Ask HN: Dilemma on raising the price of SAAS product later - hemantshinde123
We are a smart electricity meter company and planning to launch our SAAS platform.
One of the strategies for increasing early adoption would be to have a lower subscription price.
However, we are not sure if we could increase the price of subscription later? Although it is technically possible, is it practical? Or would it be better to have a higher price to begin with and reduce it later? 
I would be glad to learn from the experiences of HN members.
======
_448
> Or would it be better to have a higher price to begin with and reduce it
> later?

If you have to reduce price of a product without a new replacement product in
the market then that is a sign of trouble with business growth rather than a
strategy. It goes down hill from there. Only few companies have managed to do
this successfully and that too if they rely on commodity BoM whose prices go
down or if their service does not require frequent changes/upgrade once
developed.

One trick I learnt from a presentation few years ago was to set appropriate
price for a product such that you don't make a loss, but give(for a fixed
duration) a 100%(or whatever you decide) discount on that price for early
customers. That way the customers know what the actual price of that product
is and they are also aware that the discount is a fixed time offer. Now you
have three levers to play with: the actual product price, the discount and the
duration of the offer.

Another trick is to set the correct price for the product, but give some
freebies along with the product to get customers on board. The freebies are
one-time or for limited period.

------
karmakaze
The other way than charging old/new customers different prices for the same
product(s) is to change the product 'bands' if that's possible. Rearrange the
limits and features between bands to come up with a new set of offerings.

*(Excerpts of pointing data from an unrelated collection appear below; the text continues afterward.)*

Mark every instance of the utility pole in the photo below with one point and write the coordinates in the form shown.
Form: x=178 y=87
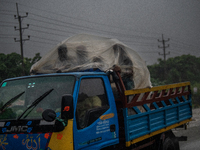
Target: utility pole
x=164 y=47
x=21 y=40
x=164 y=53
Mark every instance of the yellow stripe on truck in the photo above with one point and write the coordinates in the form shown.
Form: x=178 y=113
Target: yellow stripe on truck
x=163 y=87
x=156 y=132
x=63 y=139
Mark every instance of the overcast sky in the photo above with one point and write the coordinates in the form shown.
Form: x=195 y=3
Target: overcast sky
x=137 y=23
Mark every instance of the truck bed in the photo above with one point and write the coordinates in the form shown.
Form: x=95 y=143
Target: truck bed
x=151 y=111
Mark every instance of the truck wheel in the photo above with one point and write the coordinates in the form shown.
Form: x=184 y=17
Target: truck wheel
x=168 y=144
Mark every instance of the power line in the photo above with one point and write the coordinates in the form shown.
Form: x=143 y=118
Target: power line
x=81 y=19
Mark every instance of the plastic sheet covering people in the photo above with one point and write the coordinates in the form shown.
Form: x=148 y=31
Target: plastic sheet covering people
x=82 y=52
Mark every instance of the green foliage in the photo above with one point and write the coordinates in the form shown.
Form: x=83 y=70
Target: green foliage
x=11 y=65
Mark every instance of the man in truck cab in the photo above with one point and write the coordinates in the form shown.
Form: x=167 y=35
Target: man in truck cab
x=84 y=104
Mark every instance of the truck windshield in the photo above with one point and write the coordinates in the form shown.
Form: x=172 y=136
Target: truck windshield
x=16 y=96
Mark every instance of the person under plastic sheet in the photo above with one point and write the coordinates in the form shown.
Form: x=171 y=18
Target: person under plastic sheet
x=127 y=77
x=84 y=104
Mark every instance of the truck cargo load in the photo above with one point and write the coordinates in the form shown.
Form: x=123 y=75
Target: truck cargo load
x=83 y=52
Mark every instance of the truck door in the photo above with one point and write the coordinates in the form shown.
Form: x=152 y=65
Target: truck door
x=96 y=120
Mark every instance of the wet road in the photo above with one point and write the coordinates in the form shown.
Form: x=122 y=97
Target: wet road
x=192 y=133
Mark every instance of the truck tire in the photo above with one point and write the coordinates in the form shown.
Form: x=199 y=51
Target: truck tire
x=169 y=144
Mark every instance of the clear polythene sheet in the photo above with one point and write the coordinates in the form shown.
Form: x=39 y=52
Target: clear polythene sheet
x=82 y=52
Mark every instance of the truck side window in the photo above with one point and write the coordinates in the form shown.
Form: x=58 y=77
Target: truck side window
x=92 y=101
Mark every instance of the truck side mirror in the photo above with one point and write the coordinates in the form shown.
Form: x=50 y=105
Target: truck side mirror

This
way the old pricing and new pricing can't be compared 1:1. Hopefully you can
do this by offering better packages/bundles rather than shuffling only to
change the prices.

This is a strategy used by auto makers for ages, the same model goes slightly
upmarket so that even if you stick with the same model you pay more. Sometimes
it a model will fall in price to make room for a new entry in-between. The
other way thing that's done is renumbering models so that you're coerced into
choosing the one slightly upmarket.

------
hmahncke
Start with the price that you need to drive adoption and early usage. Later
raise the price as necessary as you understand the business and the value
proposition, but only for new customers. Keep all the original subscribers
around on a "founding member" plan at the original price.

------
AnonC
Raising prices always results in some amount of pain and frustration for some
set of users. You could just start with calling your low price as an
introductory offer that will be available for a limited period. You could also
give extended credits to paying users who refer others who become paying
users. Have the introductory price locked in for life for those who get in
early.

Bonus points if you can quantify what the limited period would be, instead of
leaving it vague. This is how most of the good sellers do (be it a SaaS or
some other content or service).

------
keiferski
You can raise prices for new customers at any time. Just keep the price the
same for all old customers.

------
codegeek
Grandfather existing customers and raise price for new customers. do it often,
as needed. Another strategy is to introduce "new plans" at higher cost.

------
seanwilson
Can you not start lower then raise it later where people on the lower price
keep the same price? Not sure what the issue is that way around.